Quai de Mont-Louis / Photo: Richard Lavoie
Je ne peux m’empêcher de revenir sur la tragique disparition de la plupart des quais de village du Saint-Laurent. Comme beaucoup d’entre vous, je retrouve dans les quais ma jeunesse. Ils me rappellent les voyages d’enfance en Gaspésie avec mon père, Herménégilde, où nous nous arrêtions presque à chaque village pour ramasser des langues de morue et jaser interminablement avec le monde. Moi, je ne parlais pas, j’écoutais. J’étais bien petit, mais je rêvais déjà de naviguer sur une de ces belles goélettes à voiles érodées par la mer. Je m’en approchais et n’en finissais plus de palper le vieux bois, cherchant à comprendre l’usage de chaque objet : poulies, cordages, filets, agrès… « Capitaine, je serai un jour, quand je serai grand », me disais-je. Et encore plus loin, les quais, c’était le petit monde baroque et bigarré des pêcheurs d’éperlans à Québec. Comment oublier tous ces gais lurons aux voix tonitruantes ? Leurs couvre-chefs farfelus où ils piquaient leurs hameçons ? Et les poches de jute toutes tachées de sang qui leur servaient de tabliers ? Ces quais et ce fleuve, ils ont indéniablement participé à faire de nous ce que nous sommes, un peuple rieur, communicatif, plein de rêves, et heureux, finalement.

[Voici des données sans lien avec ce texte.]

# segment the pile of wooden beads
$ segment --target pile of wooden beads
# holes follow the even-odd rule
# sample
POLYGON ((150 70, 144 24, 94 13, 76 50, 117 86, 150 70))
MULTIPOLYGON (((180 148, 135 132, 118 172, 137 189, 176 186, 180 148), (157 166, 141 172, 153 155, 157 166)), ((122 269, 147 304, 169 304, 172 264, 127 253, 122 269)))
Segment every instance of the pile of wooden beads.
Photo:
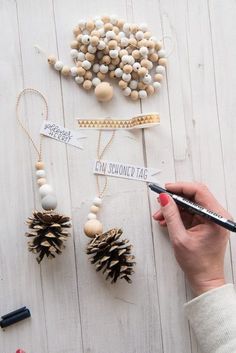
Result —
POLYGON ((39 194, 41 196, 42 208, 46 211, 55 210, 57 207, 57 199, 53 188, 46 180, 46 172, 44 170, 44 163, 38 161, 35 164, 37 184, 39 187, 39 194))
POLYGON ((64 65, 53 55, 48 62, 63 76, 73 77, 85 90, 94 87, 99 101, 108 101, 113 96, 112 86, 103 82, 106 75, 117 78, 123 94, 133 100, 159 91, 167 60, 162 43, 152 36, 146 24, 102 16, 79 21, 73 34, 74 66, 64 65))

Quais des villes, quais des régions
Quai de Saint-Antoine-de-Tilly: un monument en péril / Photo: Richard Lavoie
Mon film, Quais-Blues, a été pour moi, des décennies plus tard, un retour presque instinctif à la réalité des quais. Lorsqu’il faisait trop chaud dans Lanaudière, j’allais dans mon véhicule dormir sur le quai de Lavaltrie, où je me faisais bercer par la brise et les clapotis. Et l’amour des quais me revint comme une drogue, ce genre de drogue créant souvent chez moi la nécessité d’un film. Mais je ne savais pas encore toute l’importance et tout le poids social de ce grand sujet de film.
Deux années de recherche et de tournage plus tard, et après plusieurs présentations de mon long métrage, que me reste-t-il personnellement de ce large constat, presque d’échec parfois, que j’ai contribué à révéler ?
D’abord, la surprise de constater que les habitants des grandes villes n’établissent généralement pas de lien de causalité entre la disparition d’un quai en région éloignée et celle de tout un village, de son clocher, du restaurant, de l’hôtel et même de l’école et des soins de santé. Il est vrai qu’un quai en ville, au milieu des nombreuses autres infrastructures urbaines, arrivera toujours à survivre. J’ai compté un dimanche une cinquantaine de remorques de bateaux dans les alentours du quai de Lavaltrie. Jamais ces pêcheurs et amoureux du fleuve n’accepteraient que leur rampe de lancement de bateaux disparaisse. Et la population nombreuse des petites villes justifie d’elle-même tout investissement et toute amélioration des quais par les municipalités. On ne laisserait pas disparaître un quai accessible au public, en ville, sans réagir très fortement.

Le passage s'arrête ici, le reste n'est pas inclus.